Freddy, Eveleyn'i sinirlendireceğini bildiği ancak aynı zamanda onu kurtaracağını da bildiği mekanizmayı dış kapının iç kısmından çıkarmıştı.
Eline aldığı küçük kameraya bakıp, dudak büzdü.
"Umarım az kızar..."Evden çıktıktan sonra, arabasına doğru yürümüştü. Cebinden telefonunu çıkarıp, kendisine verilen numarayı aradı.
"Jonathan, ben şerif Freddy, evet Freddy Carter. Yarım saate ofiste ol."
Adamın cevabını dinlemeden telefonunu kapattı ve arabasına bindi.* * *
"Dur bakalım, doğru anlamış mıyım? SEN!..." sinirli bir şekilde parmaklıklara yapışmıştı.
"Eve casus bir kamera yerleştirdin ve benim bundan haberim yok, öyle mi?!""Uhm...böyle söylenince biraz kötü oldu tabi..." dedi yanağını kaşıyarak Freddy.
"İyi yönünden bakalım, seni buradan çıkaracak?""FREDDY!"
"Kasabada onlarca cinayet olurken ne yapmamı bekliyordunuz küçük hanım?! Bir şeriften öte bir baba olduğum için çocuğumu korumak önceliğim olduğu için özür mü dilemeliyim?!"
Eveleyn, somurtarak geri çekildi ve sırtını duvara verip kollarını göğsünde birleştirdi.

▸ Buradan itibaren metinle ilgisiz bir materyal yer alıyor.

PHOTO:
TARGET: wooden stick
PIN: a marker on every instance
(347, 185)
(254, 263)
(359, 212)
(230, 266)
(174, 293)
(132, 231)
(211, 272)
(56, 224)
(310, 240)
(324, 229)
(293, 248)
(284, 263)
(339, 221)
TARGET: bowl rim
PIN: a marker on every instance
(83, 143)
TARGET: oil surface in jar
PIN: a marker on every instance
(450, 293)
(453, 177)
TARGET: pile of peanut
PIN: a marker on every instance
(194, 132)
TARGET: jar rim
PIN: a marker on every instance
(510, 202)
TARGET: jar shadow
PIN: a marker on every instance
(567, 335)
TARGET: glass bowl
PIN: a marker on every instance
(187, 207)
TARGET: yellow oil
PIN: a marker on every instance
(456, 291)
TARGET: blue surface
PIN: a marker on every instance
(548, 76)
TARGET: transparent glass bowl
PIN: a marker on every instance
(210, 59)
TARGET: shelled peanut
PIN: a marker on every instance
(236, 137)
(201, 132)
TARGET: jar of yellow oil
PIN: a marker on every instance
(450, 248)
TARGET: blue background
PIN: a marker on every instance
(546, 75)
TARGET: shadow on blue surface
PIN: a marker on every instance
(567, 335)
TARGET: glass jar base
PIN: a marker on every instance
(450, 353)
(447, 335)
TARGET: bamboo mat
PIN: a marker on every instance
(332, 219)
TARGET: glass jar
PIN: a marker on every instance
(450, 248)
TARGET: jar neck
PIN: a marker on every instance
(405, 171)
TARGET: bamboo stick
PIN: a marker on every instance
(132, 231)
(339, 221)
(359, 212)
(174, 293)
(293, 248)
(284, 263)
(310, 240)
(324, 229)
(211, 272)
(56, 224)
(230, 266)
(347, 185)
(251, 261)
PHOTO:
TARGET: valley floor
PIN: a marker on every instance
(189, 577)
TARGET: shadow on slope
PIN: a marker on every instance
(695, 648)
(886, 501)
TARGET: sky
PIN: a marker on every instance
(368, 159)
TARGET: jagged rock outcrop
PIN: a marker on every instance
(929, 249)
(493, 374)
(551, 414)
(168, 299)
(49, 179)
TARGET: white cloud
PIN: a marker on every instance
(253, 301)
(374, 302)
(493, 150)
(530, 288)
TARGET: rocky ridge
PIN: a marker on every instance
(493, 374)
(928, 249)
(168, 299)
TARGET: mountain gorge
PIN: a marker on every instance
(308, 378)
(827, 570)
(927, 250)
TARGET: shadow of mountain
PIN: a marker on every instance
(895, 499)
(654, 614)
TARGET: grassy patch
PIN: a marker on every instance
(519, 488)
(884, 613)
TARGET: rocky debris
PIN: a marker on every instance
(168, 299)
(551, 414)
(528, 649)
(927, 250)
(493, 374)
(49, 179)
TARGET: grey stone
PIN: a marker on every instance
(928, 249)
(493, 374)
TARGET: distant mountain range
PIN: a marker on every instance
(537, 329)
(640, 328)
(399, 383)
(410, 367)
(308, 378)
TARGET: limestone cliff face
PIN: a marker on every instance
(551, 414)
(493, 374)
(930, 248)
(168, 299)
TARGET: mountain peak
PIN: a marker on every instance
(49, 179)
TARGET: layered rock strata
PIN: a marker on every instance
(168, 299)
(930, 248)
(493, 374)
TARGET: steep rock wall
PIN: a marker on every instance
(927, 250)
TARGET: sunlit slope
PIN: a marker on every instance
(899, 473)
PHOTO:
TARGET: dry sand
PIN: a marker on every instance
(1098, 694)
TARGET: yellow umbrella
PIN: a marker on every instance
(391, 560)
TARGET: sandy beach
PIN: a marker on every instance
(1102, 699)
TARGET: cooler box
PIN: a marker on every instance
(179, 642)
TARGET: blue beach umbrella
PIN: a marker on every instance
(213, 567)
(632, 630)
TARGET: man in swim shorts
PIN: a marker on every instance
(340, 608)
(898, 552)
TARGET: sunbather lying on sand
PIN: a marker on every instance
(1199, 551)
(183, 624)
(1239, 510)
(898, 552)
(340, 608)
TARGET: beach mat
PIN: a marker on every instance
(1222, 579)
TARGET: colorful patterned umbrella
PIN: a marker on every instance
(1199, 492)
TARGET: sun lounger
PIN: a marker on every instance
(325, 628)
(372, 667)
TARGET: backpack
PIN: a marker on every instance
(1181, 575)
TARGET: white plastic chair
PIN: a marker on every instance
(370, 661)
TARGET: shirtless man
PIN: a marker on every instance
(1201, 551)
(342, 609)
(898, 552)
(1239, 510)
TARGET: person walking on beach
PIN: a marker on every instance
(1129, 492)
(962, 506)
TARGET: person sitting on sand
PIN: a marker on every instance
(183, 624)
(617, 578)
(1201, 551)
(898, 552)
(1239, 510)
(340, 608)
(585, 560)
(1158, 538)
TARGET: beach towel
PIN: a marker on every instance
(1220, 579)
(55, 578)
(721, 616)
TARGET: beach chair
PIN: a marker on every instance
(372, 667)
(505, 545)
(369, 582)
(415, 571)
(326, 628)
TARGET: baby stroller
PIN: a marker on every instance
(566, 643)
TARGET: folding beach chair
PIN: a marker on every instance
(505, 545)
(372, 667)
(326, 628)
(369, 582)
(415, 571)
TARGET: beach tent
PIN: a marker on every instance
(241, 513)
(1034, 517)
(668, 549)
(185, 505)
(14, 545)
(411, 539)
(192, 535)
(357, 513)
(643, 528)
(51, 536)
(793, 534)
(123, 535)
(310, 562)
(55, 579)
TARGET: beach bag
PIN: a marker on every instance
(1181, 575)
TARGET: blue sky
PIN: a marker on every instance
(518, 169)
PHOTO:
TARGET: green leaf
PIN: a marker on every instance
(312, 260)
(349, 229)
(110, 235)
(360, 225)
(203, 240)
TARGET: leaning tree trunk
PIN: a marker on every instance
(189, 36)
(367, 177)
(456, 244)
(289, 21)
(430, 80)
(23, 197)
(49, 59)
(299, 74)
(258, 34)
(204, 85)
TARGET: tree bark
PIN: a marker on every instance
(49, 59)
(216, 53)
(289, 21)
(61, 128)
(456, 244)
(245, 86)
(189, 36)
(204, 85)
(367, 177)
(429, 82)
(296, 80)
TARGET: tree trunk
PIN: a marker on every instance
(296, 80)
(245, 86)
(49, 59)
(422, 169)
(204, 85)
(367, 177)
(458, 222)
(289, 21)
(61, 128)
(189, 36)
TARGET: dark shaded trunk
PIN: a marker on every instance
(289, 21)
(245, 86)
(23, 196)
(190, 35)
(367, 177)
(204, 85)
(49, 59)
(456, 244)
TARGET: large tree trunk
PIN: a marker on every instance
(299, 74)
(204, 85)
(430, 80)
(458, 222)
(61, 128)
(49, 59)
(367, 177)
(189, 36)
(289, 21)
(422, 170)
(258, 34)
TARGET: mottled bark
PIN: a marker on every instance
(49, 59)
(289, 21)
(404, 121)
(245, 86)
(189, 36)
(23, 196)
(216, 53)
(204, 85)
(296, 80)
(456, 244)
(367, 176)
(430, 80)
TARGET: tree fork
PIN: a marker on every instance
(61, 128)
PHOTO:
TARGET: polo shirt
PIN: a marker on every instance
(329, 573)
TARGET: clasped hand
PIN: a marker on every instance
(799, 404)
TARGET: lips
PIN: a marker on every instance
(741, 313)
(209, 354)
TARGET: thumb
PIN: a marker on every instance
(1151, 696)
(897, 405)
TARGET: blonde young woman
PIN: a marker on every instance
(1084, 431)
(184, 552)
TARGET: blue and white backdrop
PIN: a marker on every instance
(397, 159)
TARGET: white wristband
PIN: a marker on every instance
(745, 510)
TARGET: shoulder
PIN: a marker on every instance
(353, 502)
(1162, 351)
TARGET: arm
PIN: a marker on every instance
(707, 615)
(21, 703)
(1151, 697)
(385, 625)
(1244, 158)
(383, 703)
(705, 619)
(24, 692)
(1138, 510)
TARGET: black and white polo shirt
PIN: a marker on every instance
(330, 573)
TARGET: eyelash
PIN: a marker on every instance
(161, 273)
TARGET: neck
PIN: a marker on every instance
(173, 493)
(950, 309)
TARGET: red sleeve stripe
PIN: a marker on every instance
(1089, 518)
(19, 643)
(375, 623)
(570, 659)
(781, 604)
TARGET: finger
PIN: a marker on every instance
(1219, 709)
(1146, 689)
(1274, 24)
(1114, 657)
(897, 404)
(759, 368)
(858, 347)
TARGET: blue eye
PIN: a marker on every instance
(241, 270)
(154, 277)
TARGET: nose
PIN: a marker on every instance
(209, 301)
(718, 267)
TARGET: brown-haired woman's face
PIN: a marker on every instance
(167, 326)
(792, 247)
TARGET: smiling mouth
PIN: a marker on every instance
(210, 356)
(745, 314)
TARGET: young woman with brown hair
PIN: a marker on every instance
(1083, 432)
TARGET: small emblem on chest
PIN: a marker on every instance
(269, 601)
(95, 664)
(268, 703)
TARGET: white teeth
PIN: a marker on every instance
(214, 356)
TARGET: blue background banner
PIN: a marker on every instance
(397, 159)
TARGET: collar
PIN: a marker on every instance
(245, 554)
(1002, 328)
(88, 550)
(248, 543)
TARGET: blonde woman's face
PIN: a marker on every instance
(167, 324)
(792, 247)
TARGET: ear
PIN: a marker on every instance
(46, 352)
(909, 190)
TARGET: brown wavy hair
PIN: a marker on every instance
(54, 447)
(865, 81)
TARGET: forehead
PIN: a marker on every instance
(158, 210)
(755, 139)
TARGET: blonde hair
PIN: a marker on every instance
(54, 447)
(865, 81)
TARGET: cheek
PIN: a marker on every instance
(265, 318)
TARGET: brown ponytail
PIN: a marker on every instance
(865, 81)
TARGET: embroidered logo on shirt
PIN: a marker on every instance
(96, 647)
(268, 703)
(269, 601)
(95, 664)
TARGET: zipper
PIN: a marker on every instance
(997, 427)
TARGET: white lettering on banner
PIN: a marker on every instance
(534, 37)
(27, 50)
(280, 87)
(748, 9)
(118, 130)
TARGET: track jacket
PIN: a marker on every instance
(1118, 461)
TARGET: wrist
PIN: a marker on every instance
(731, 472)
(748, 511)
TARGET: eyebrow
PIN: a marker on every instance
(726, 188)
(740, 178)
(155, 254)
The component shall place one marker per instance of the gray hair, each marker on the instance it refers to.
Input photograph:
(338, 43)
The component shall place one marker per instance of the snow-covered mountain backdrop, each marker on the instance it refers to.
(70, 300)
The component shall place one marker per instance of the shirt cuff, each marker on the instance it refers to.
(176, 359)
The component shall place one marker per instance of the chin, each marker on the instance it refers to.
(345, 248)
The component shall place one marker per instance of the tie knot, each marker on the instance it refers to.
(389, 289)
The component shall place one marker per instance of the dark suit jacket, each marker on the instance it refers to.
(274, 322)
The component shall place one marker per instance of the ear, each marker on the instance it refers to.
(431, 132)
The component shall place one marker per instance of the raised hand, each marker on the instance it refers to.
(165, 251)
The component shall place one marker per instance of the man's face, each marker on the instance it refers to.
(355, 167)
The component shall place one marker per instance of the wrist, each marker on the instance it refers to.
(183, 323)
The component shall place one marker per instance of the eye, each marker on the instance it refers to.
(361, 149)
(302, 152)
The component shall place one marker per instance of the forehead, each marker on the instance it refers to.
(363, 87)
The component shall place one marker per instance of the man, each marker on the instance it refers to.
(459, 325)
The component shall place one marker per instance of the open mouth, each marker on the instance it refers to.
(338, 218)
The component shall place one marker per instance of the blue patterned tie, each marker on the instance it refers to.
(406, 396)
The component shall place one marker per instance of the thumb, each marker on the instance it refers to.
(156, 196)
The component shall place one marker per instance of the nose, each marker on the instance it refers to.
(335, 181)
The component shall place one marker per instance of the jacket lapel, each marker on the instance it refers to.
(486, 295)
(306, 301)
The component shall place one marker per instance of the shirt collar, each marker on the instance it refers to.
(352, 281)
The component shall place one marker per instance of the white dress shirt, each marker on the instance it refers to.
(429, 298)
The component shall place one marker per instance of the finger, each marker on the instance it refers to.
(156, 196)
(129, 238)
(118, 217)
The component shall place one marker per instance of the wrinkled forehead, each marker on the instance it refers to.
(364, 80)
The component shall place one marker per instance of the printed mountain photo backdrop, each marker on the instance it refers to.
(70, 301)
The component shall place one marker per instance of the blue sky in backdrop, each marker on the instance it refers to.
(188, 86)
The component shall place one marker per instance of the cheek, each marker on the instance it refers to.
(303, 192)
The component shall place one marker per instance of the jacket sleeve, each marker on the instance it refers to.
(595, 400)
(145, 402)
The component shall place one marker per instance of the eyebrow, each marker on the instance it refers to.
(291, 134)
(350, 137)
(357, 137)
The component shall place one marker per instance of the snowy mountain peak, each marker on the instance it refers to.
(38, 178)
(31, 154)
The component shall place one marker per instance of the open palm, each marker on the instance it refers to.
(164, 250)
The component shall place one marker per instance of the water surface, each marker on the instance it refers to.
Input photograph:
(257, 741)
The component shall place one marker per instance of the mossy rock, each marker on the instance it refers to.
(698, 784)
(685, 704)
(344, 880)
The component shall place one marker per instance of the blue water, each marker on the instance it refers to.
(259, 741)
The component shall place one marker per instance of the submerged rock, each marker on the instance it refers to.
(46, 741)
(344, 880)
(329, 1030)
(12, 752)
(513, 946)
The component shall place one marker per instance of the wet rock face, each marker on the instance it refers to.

"Evet Şerif, bana göstereceğin şeyi çok merak ediyorum doğrusu." Demişti Jonathan, ceketini çıkarıp deri koltuklardan birinin üzerine düzgünce koyarak.
Freddy, elindeki küçük kamerayı salladı.
"Bu nedir?" Diye sordu Jonathan.
"Eveleyn'in yüzüne tükürmesine izin verecek şey." Diye yanıtladı Levi, umursamazca.
Freddy, elindeki kamerayı Levi'ya verdiğinde Levi, yandaki küçük kısmı ittirerek hafıza kartını içerisinden çıkardı.Kendi masasına ilerleyip, belleği bilgisayarına takmıştı. Bilgisayardaki ok işareti biraz döndükten sonra, dosyalar kısmı açılmıştı.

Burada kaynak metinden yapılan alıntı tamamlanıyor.